I bet that is a great place to volunteer. Those pictures are great. I bet it is hard as ever to release them.


----------



## RowdyKidz (Apr 2, 2009)

Cute! I love baby animals!


----------



## liz (Oct 5, 2007)

Awww!
Besides goaties my favorite critter of all is the raccoon! I have a serious problem with collecting figurines and statues of them.lol
And yes, those little bandits are quite noisy, my cousin had raised a few orphans, loveable little things but they are still wild animals.
You have a wonderful way to spend your extra time....and I can't think of a better way to do so!


----------



## cdtrum (Aug 25, 2008)

It is sooooo cool that you get to do this.......what a great way to spend a day every week:greengrin: !
I would want to take them all home!


----------



## Epona142 (May 26, 2008)

Awww! Brings back memories, that does. Our rescue was geared more towards exotics that people thought would make good "pets" but we often got young animals, especially when someone orders a tiger cub and decides they can't bottle feed it every two hours . . . :roll: 

Good on you and enjoy, these are the things that make memories for a lifetime.


----------



## keren (Oct 26, 2008)

oh - oh - oh - can I have one? Please ... PRETTY PLEASE ... with strawberries, whipped cream and a cherry on top?


----------



## PACE (Oct 8, 2007)

Hehe thanks for the comments everyone  

Liz, you must have such an adorable collection. Raccoons are certainly characters, and they are also such individuals.

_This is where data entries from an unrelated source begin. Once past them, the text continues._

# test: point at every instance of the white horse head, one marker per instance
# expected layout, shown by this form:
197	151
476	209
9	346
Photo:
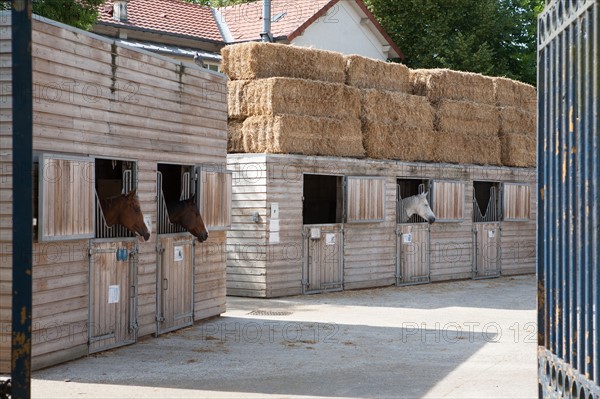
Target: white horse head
418	204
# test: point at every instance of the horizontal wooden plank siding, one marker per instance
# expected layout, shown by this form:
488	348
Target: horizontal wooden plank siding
517	202
96	98
247	238
265	257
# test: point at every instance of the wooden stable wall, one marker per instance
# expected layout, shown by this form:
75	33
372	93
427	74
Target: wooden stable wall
256	267
96	98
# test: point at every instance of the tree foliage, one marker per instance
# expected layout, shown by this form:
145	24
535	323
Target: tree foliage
79	13
494	37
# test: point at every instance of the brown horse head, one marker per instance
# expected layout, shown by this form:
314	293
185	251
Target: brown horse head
125	210
185	213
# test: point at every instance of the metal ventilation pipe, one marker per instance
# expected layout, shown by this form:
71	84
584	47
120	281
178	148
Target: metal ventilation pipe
266	35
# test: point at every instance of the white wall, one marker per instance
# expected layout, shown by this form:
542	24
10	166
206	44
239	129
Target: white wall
340	30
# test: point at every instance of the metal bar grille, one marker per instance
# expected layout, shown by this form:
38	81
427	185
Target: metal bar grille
568	199
491	212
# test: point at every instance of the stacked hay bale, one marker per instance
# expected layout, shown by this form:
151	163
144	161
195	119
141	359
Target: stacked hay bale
285	99
517	104
466	116
395	124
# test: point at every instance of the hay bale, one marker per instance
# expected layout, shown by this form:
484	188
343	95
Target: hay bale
396	108
461	147
368	73
517	120
236	101
235	138
397	141
438	84
294	134
518	150
265	60
511	93
274	96
466	117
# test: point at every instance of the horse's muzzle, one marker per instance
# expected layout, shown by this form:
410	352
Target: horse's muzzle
202	236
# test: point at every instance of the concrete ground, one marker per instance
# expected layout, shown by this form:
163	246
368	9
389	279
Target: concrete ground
467	339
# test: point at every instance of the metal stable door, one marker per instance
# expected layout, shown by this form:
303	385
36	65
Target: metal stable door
486	250
486	237
322	268
412	254
112	318
175	283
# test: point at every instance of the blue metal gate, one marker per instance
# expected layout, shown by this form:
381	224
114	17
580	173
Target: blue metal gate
568	199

Epona, that is so neat! It would be best, of course, if people would be sensible then there would be no need for all these rescues, but raising tiger cubs! Amazing!


----------



## Jenna (Jan 7, 2009)

that coyote is so cute!!


----------



## greatcashmeres (Jul 13, 2008)

Wonderful pics and what you're doing. It must be so fun and interesting! Thanks for sharing. :thumbup:


----------